Wada veröffentlicht strengeren Anti-Doping-Code für 2027 mit Fokus auf Menschenrechte
Gesa EigenwilligWada veröffentlicht strengeren Anti-Doping-Code für 2027 mit Fokus auf Menschenrechte
Die Welt-Anti-Doping-Agentur (Wada) hat den überarbeiteten Welt-Anti-Doping-Code 2027 finalisiert, der am 1. Januar 2027 in Kraft treten wird. Die neuen Regeln wurden am Dienstag auf der Jahrespressekonferenz der Nationalen Anti-Doping-Agentur Deutschland (Nada) vorgestellt und beinhalten bedeutende Änderungen in der globalen Dopingbekämpfung.

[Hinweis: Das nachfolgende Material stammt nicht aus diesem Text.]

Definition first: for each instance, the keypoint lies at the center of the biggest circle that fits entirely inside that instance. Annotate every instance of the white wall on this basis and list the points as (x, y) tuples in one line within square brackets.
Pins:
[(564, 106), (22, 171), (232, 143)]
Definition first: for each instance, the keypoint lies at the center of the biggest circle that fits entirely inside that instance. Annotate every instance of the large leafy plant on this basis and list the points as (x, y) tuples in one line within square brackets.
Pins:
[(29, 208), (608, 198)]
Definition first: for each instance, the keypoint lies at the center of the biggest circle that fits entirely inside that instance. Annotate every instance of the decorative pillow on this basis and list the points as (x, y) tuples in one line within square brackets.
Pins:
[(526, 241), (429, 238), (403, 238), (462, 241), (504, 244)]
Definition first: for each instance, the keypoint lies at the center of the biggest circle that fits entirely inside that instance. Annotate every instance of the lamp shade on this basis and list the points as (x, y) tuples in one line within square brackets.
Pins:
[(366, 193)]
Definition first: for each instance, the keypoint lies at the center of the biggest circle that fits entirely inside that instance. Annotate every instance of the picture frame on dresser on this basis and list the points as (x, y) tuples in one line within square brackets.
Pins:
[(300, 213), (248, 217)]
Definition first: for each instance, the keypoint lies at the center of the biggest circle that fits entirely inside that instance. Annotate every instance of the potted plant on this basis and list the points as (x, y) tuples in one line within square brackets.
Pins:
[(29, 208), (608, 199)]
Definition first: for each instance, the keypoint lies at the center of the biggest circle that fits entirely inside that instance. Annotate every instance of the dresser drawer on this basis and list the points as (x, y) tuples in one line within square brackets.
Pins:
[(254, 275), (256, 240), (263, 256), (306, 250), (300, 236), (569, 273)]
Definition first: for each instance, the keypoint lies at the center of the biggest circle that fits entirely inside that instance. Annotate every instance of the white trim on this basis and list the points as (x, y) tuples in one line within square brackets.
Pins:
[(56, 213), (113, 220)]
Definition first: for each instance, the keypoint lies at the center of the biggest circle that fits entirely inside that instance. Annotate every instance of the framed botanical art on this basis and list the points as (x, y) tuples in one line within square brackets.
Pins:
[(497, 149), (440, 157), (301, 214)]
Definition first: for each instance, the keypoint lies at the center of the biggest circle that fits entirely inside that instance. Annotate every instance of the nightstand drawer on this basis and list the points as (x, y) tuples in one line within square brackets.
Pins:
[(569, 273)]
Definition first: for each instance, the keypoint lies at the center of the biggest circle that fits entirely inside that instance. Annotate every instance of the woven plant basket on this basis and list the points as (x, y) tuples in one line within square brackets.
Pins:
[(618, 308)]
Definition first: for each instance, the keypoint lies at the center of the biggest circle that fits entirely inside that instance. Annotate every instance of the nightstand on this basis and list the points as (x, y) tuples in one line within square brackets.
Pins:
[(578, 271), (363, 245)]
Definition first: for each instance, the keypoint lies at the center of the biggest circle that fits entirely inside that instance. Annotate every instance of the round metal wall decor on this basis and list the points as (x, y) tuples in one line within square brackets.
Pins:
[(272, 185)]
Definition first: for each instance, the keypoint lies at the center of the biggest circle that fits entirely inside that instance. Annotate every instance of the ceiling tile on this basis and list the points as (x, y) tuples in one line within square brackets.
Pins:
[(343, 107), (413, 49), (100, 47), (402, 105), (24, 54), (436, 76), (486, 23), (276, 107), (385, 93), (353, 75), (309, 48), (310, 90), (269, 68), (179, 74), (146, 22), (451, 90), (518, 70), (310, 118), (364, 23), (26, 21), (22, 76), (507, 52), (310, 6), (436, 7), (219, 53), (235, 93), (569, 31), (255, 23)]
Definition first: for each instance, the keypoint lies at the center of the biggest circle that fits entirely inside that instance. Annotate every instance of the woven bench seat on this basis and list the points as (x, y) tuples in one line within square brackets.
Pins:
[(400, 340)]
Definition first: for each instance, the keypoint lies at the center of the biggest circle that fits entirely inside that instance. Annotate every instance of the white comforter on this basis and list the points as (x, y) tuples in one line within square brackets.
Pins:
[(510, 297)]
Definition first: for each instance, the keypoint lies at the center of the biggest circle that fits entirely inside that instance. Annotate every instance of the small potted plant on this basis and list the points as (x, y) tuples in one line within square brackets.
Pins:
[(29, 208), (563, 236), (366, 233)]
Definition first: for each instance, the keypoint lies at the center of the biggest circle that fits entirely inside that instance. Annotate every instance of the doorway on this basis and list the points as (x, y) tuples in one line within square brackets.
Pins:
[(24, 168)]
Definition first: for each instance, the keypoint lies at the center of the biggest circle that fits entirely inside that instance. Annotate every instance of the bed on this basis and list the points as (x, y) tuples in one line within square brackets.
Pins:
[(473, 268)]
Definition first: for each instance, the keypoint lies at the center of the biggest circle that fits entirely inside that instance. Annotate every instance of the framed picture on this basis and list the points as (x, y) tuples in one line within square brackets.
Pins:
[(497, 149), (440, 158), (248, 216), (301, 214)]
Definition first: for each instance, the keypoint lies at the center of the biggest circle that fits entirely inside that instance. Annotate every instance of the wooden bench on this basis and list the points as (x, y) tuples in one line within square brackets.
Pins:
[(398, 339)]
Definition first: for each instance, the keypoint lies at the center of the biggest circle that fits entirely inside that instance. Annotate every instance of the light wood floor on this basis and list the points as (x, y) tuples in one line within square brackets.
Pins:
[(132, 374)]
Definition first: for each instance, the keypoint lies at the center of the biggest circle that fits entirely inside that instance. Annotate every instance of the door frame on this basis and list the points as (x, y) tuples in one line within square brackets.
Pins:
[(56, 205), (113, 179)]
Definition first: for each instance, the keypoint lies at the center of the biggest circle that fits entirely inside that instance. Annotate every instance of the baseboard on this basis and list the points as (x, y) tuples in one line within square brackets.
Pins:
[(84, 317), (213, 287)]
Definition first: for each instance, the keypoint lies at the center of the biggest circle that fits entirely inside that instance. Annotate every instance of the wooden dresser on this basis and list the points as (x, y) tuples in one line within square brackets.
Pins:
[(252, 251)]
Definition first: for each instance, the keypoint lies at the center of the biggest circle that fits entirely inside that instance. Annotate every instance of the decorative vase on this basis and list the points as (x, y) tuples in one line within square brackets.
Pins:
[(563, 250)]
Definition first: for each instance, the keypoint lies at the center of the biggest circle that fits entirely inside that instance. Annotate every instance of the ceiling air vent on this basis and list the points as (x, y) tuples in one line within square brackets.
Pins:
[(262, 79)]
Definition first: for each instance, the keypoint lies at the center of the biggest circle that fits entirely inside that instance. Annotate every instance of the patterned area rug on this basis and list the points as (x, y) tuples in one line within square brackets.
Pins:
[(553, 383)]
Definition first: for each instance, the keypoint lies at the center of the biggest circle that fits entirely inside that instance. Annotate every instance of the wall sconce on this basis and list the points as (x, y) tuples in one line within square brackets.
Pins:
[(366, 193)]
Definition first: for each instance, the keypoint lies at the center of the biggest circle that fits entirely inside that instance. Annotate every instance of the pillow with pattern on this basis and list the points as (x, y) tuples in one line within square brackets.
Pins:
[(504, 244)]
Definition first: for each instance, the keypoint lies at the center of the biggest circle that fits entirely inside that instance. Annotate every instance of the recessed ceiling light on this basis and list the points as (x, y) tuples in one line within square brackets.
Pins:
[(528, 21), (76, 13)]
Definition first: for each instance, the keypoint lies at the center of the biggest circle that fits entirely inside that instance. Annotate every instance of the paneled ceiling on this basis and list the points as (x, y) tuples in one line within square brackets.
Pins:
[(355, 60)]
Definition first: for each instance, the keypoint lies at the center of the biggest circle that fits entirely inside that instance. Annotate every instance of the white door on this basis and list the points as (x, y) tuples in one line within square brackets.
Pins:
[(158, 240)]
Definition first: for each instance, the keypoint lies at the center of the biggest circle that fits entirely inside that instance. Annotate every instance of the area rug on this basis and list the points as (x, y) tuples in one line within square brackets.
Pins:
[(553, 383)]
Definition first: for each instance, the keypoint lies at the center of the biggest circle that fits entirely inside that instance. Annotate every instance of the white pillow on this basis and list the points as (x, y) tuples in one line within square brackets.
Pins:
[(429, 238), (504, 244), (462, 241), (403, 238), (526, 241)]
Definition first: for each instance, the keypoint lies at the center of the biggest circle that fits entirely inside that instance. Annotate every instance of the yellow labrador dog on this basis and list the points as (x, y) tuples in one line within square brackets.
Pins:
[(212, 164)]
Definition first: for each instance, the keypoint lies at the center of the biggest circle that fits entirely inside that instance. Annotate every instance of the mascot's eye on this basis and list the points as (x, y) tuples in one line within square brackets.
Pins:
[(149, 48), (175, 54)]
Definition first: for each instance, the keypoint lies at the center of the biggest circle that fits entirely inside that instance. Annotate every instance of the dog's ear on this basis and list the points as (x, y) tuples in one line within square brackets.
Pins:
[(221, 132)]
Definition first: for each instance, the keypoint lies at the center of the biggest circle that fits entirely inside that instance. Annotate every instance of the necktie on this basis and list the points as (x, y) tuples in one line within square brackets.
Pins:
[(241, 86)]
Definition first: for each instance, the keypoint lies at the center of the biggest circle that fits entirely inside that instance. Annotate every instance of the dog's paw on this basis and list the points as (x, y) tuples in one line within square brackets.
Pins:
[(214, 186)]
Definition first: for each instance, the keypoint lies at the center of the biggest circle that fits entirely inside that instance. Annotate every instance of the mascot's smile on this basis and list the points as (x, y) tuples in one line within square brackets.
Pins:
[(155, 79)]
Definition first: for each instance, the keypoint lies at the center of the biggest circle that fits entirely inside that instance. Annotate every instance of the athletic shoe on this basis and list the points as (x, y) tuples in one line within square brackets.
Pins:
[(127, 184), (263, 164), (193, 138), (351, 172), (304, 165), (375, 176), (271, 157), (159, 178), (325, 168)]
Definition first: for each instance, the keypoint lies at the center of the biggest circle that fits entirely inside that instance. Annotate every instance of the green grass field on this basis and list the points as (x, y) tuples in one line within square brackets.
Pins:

Der überarbeitete Kodex wurde im Dezember 2025 nach intensiver Zusammenarbeit zwischen den Anti-Doping-Organisationen verabschiedet. Lars Mortsiefer, Vorstandsvorsitzender und Justiziar der Nada, bezeichnete ihn als „die Grundlage für die Harmonisierung der weltweiten Anti-Doping-Bemühungen“. Ein zentraler Schwerpunkt liegt auf dem Schutz der Menschenrechte, insbesondere von Minderjährigen und schutzbedürftigen Personen.
Die Nationalen Anti-Doping-Organisationen (NADOs) erhalten künftig die volle Zuständigkeit für nationale Dopingkontrollen, die Ergebnisverwaltung und disziplinarische Verfahren. Diese Neuordnung soll die Durchsetzung vereinfachen und die bisherigen Unterschiede zwischen den Ländern verringern.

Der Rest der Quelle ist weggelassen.